Die Burg Aebs wirkte verlassen. Die wenigen Frauen, die sich im Burghof befanden, sprachen nicht miteinander, sondern kamen eilends der Tätigkeit nach, die sie dazu veranlasst hatte, aus dem Haus zu gehen. Als John aber die staubigen Wege hinter den Burgmauern entlangging, wichen sie ihm nicht aus. Misstrauische Blicken trafen ihn und doch steckte hinter diesem Misstrauen auch ein Funke Hoffnung. Die Frauen verfolgten ihn und je weiter er ging, desto mehr Menschen sammelten sich hinter ihm. Niemand sprach ihn an und John ging weiter, ohne seinerseits das Wort an sie zu richten. Auch vor den Herrschaftsräumen der Burg standen keine Wachen. Ungehindert schritt John durch die weiten Flure und die Wendeltreppe hinauf zum Empfangssaal, als wäre er Herr über diese Burg. Eine Küchenmagd blieb erstarrt stehen, als sie ihn sah.
„Herr John!“ Sie verneigte sich tief.
John nickte kurz. „Wo ist Apolonia?”
„Die edle Herrin ist ins Dorf geritten. Sie wollte zum Schmied”, antwortete das Mädchen aufgeregt.
„Sie ist zurück”, erklang fast zeitgleich eine helle, strenge Stimme vom anderen Ende des Saales. In einem langen, rotgoldenen Kleid trat Apolonia in den Empfangssaal. Mit einem knappen Winken schickte sie die Dienstmagd fort.
„Apolonia!“, begrüßte John die Burgherrin, indem er leicht den Kopf neigte.
Erleichtert lächelnd kam sie auf ihn zu. Sie hielt ihm eine Hand entgegen und empfing seinen Handkuss. „John!“, erwiderte sie seine Begrüßung. „Euch schickt der Himmel.“
Nach seinem Handkuss richtete John sich wieder zu seiner vollen Größe auf und blickte der Frau vor ihm ernst in die Augen. „Nicht Gott ist es, der mich dazu veranlasste, Euch einen Besuch abzustatten“, stellte er sofort klar. Sie sollte nicht denken, dass er als ihr Retter gekommen war. Nach wie vor hatte er nicht die Absicht, dem heronischen König zu dienen.
Seine Antwort schien die Burgherrin zu irritieren. Das Lächeln verschwand nicht von ihren Lippen, doch wirkte es mit einem Mal unsicher. „Wer dann?“´
„Ich bin hier, um mich nach eurem Befinden zu erkundigen. Nicht, um Euren Mann im Krieg zu unterstützen“, machte er seine Beweggründe deutlicher. Er ließ seinen Blick durch den Empfangssaal schweifen und konzentrierte sich dabei auch auf die umgebenen Räumlichkeiten. Ragnor war augenscheinlich fort. In der gesamten Burg machte er kaum jemanden aus, der der Burgherrin hätte Schutz bieten können.
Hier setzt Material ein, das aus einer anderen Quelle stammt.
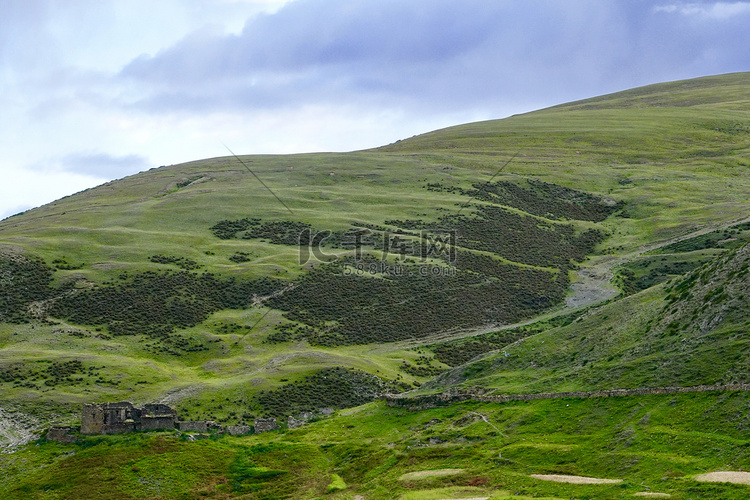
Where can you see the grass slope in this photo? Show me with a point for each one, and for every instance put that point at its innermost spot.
(647, 166)
(653, 443)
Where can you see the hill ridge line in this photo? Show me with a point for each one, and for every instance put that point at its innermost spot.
(478, 395)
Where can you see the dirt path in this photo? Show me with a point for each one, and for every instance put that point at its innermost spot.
(559, 478)
(592, 287)
(16, 429)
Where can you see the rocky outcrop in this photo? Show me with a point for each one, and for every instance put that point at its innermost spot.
(265, 425)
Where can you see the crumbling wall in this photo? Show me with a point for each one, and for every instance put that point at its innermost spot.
(152, 423)
(60, 434)
(239, 430)
(193, 426)
(92, 418)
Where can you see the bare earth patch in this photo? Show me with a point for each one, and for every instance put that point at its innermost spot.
(423, 474)
(735, 477)
(559, 478)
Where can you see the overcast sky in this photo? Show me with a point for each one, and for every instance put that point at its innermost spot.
(94, 90)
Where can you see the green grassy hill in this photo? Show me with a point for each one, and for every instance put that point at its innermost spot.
(376, 271)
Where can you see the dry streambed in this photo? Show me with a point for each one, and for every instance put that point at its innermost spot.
(735, 477)
(559, 478)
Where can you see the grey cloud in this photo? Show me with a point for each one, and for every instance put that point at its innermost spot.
(103, 165)
(432, 55)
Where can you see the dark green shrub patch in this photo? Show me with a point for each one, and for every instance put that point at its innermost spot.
(330, 388)
(180, 262)
(44, 374)
(344, 307)
(540, 198)
(154, 304)
(22, 280)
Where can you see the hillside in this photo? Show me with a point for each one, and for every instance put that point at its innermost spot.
(593, 245)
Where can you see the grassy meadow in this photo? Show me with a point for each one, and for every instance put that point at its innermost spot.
(654, 186)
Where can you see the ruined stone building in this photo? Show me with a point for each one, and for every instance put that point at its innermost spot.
(117, 418)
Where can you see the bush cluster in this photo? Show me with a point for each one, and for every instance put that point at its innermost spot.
(23, 280)
(50, 374)
(181, 262)
(328, 388)
(540, 198)
(155, 303)
(727, 239)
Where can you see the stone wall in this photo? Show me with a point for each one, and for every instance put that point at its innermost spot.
(239, 430)
(92, 419)
(479, 394)
(193, 426)
(61, 435)
(150, 423)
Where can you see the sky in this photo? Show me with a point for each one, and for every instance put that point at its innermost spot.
(95, 90)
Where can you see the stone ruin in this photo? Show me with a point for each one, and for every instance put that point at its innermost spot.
(118, 418)
(123, 416)
(265, 425)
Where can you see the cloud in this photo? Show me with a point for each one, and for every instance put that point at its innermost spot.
(430, 56)
(103, 165)
(715, 11)
(418, 54)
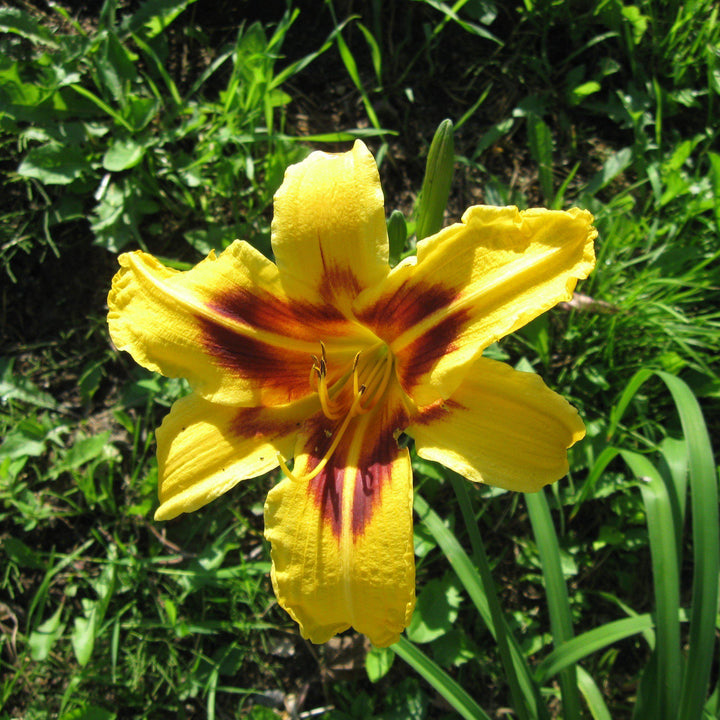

Apolonia lachte trocken. „Es sind genug Männer in den Krieg gezogen“, stellte auch sie fest. „Wollt Ihr nicht mit uns essen?“, lud sie ihn ein. Sie bemühte sich erfolglos, unbeschwert zu klingen. Es mochte sein, dass sie nicht wünschte, er zöge in den Krieg, doch einfach nur zu speisen war sicherlich ebenso wenig ihre Absicht.
„Das wäre mir eine Freude“, nahm John dennoch das Angebot an. Auch wenn er Ragnors Streitzug nicht unterstützen wollte, schadete es nicht, einige Worte mit seiner Gemahlin zu wechseln.
Apolonia nickte, woraufhin sie gemeinsam auf den Speisesaal zusteuerten. Wandhohe Gemälde zierten nicht nur den Flur, den sie nutzten, sondern auch den Speisesaal selbst. Auch hier hatte sich nicht viel geändert, seitdem John das letzte Mal zu Besuch gewesen war. An der Saaldecke waren mehrere silberne Kerzenleuchter befestigt. Frische Blumen standen auf der langen Tafel, mit Gold verzierte Stühle waren um diese herum aufgestellt.
„Ich hoffe, der Krieg wirkt sich nicht zu sehr auf Euren Haushalt aus?“, fragte John, als er sich auf einen dieser Stühle setzte. Es steckte dabei mehr Ernst hinter dieser Frage, als man hätte vermuten können. Gerade in Zeiten des Krieges boten Reichtümer, wie sie hier zu finden waren, nicht nur für die Kriegsgegner ein attraktives Ziel.
Apolonia tat seine Frage mit einem milden Lächeln ab. „Für ein Mahl, das Eurer würdig ist, wird es noch reichen“, entgegnete sie.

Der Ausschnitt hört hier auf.